Frequently Asked Questions

What is the difference between the EU AI Act and the GDPR?

They are separate regulations with separate supervisory authorities, separate penalty structures, and separate obligations. The GDPR (Regulation (EU) 2016/679) governs personal data processing. The EU AI Act (Regulation (EU) 2024/1689) governs AI systems by risk level. Both may apply to the same AI system simultaneously. Compliance with one does not constitute compliance with the other.

Can a single DPIA satisfy the EU AI Act FRIA requirement?

Yes, where the FRIA obligation applies. Under AI Act Article 27(4), a FRIA may build on an existing GDPR Article 35 DPIA, extended to cover fundamental rights beyond data protection — non-discrimination, access to essential services, access to justice. The FRIA obligation applies only to public bodies (any high-risk deployment) and private deployers of Annex III point 5(b) creditworthiness or 5(c) life/health insurance systems.

Is GDPR Article 22 always triggered when a high-risk AI system is used?

No. GDPR Article 22 applies only where a decision is based solely on automated processing and produces significant effects on the individual. Many high-risk AI systems have a human review the output before any decision is communicated — removing the "solely automated" trigger. AI Act Article 14, by contrast, applies more broadly: the system must be designed to make human review genuinely effective, whether or not it is technically "sole" automation.

What are the penalties under each regulation, and can both apply to the same incident?

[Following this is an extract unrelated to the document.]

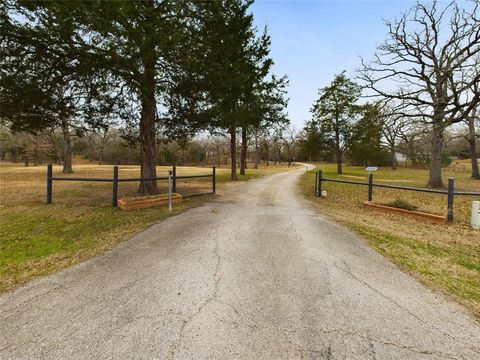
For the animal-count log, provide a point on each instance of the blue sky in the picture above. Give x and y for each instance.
(314, 40)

Yes. AI Act Article 99 fines reach up to €15,000,000 or 3% of worldwide turnover for most violations, enforced by market surveillance authorities. GDPR Article 83(5) fines reach up to €20,000,000 or 4% for the most serious GDPR violations, enforced by data protection authorities. A single incident can attract both, assessed independently under different instruments.

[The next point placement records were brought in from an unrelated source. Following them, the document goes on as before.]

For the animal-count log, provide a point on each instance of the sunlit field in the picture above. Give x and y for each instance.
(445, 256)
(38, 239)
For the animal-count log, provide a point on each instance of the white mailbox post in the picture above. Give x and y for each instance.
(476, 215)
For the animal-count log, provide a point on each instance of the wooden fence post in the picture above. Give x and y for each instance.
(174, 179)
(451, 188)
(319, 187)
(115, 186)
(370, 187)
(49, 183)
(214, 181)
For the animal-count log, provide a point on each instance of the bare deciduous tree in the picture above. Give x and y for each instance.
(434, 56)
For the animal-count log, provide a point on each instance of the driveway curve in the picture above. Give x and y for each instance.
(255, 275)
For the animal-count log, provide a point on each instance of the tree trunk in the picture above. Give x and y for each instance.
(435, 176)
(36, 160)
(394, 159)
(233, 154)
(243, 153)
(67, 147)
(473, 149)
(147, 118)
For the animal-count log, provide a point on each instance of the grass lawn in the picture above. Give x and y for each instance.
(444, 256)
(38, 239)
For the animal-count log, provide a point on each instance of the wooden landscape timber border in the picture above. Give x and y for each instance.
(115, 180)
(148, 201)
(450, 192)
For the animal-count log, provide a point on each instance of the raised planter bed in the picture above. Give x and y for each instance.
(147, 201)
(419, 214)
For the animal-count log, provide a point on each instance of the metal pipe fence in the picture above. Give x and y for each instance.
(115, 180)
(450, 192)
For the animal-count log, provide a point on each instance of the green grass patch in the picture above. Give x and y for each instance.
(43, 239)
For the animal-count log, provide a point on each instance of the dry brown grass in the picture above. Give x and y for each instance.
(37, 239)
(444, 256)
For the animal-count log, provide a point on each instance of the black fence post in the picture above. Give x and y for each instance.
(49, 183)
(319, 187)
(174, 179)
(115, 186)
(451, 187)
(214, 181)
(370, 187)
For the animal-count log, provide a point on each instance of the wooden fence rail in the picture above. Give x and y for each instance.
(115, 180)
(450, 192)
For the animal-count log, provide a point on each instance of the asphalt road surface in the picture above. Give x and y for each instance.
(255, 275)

How should we structure our AI inventory to satisfy both frameworks?

Maintain a master AI inventory including both AI Act fields (risk classification, provider/deployer role, compliance status) and GDPR fields (personal data categories, legal basis, retention period, third-country transfers). Where a system appears in both the AI Act inventory and the GDPR RoPA, reference the AI Act record from the RoPA entry rather than duplicating. One record, two framework references.

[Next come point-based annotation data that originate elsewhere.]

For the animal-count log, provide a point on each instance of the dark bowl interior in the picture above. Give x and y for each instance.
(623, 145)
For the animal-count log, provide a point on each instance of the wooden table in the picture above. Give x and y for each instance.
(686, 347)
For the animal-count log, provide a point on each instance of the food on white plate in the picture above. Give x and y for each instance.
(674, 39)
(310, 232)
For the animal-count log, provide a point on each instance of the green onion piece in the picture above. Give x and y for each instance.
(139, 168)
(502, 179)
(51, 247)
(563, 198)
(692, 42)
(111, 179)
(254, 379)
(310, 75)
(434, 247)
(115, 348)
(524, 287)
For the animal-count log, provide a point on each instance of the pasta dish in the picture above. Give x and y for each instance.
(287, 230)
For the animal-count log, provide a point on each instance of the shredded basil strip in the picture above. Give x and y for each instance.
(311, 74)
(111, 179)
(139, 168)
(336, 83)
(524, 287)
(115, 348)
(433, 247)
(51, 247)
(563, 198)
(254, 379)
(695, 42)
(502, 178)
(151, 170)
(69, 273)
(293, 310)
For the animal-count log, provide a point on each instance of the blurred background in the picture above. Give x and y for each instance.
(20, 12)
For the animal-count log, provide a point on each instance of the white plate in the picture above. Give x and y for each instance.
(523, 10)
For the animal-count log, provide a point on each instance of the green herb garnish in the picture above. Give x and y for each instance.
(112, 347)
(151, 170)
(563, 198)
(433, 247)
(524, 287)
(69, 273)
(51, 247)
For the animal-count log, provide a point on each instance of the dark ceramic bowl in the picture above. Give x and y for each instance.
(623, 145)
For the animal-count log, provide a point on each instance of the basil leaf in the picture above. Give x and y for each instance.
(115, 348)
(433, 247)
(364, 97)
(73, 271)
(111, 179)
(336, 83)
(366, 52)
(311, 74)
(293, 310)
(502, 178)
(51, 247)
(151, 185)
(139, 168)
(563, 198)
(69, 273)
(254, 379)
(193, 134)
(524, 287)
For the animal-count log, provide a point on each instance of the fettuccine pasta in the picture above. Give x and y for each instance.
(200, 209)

Which authority handles a complaint involving both the EU AI Act and GDPR?

Both have jurisdiction. EU AI Act complaints go to the national market surveillance authority (Article 70); GDPR complaints go to the national data protection authority. Notify both in parallel — a notification to one does not satisfy the other.

Does the GDPR apply to AI training data?

Yes, where training data includes personal data. You need a lawful basis under GDPR Article 6, must satisfy data minimisation and purpose limitation under GDPR Article 5, and must respect data subject rights. Where special category data is involved, GDPR Article 9 requires a specific exception ground. AI Act Article 10 adds a parallel requirement for data representativeness and bias examination — it does not replace the GDPR obligations.